I woke with a sharp inhale, lifting my head from the mahogany desk. The lavender lamp in the bottom-most desk's cubby was still on, the only thing providing light. The on-button of my desktop monitor blinked, signaling it had hibernated inactivity.

To one side was my finished history essay and to the other was a small yellow writing pad filled with random thoughts and useless scribbles.

I put a hand to my chest, sank back into my rolling computer chair, and turned to face the rest of my room. The red numbers on the alarm clock glared at me from the nightstand. Half past five. Thirty minutes before my alarm. My backpack still sat on my made-bed, and tons of homework I was supposed to get done was untouched—besides the stinking essay.

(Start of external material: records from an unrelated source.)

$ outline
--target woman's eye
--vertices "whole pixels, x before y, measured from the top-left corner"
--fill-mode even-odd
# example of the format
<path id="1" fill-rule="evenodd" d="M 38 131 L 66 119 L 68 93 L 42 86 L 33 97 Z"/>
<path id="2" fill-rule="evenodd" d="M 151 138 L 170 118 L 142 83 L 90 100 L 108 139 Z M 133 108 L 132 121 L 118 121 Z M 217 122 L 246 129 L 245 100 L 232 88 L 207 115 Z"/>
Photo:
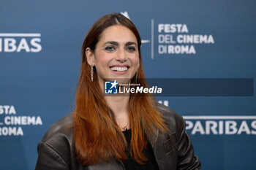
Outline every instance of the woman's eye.
<path id="1" fill-rule="evenodd" d="M 107 47 L 105 48 L 107 51 L 113 51 L 115 50 L 115 47 L 113 46 L 108 46 Z"/>
<path id="2" fill-rule="evenodd" d="M 128 47 L 127 48 L 127 50 L 129 52 L 133 52 L 133 51 L 135 51 L 135 50 L 136 50 L 135 47 Z"/>

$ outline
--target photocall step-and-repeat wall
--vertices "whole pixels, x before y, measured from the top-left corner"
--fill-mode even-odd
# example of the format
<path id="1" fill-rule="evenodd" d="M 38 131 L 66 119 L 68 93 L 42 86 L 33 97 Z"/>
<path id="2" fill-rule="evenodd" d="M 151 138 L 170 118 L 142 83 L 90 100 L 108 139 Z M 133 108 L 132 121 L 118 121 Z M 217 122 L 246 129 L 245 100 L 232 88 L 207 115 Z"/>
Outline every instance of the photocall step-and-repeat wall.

I groaned, rubbing the painful knot on my forehead. "Great."

With a nudge from my toes, I swiveled back to the desk and shook the mouse, bringing the computer back to life. It lit up, right where I had fallen asleep, with my protagonist, Lucinda, sitting in her car defiantly facing her foe.

The cursor blinked, almost tauntingly against the white of the first page, halfway through a sentence. A sentence I just couldn't make myself finish.

My first two books flowed so seamlessly, so quickly. It only took five complete edits to get each perfect, and now—I had the worse writer's block ever. It was interfering with everything: my grades, my every waking thought, my emotional stability, and now, my dreams—nightmares.

Nothing sounded right these days. My romance scenes were too mushy. My fights were uncoordinated. My descriptions were boring. My beginnings were story-bookish, and my endings were cliffhangers when they weren't supposed to be. It just wasn't flowing like it used to, and the craziness I had dreamt last night hadn't helped a bit—because that's all it had been, a crazy dream/nightmare from my slipping and banging my head on ice-lined concrete. I had the bump on my head and the headache to prove it. It wouldn't be the first time I had dreamed crazy, vivid things.

I rubbed the goosebumps on my arms vigorously. I was glad it had been just one strange nightmare, where my subconscious had drummed up characters similar to the ones I wrote. It just meant I was going to get over the block soon.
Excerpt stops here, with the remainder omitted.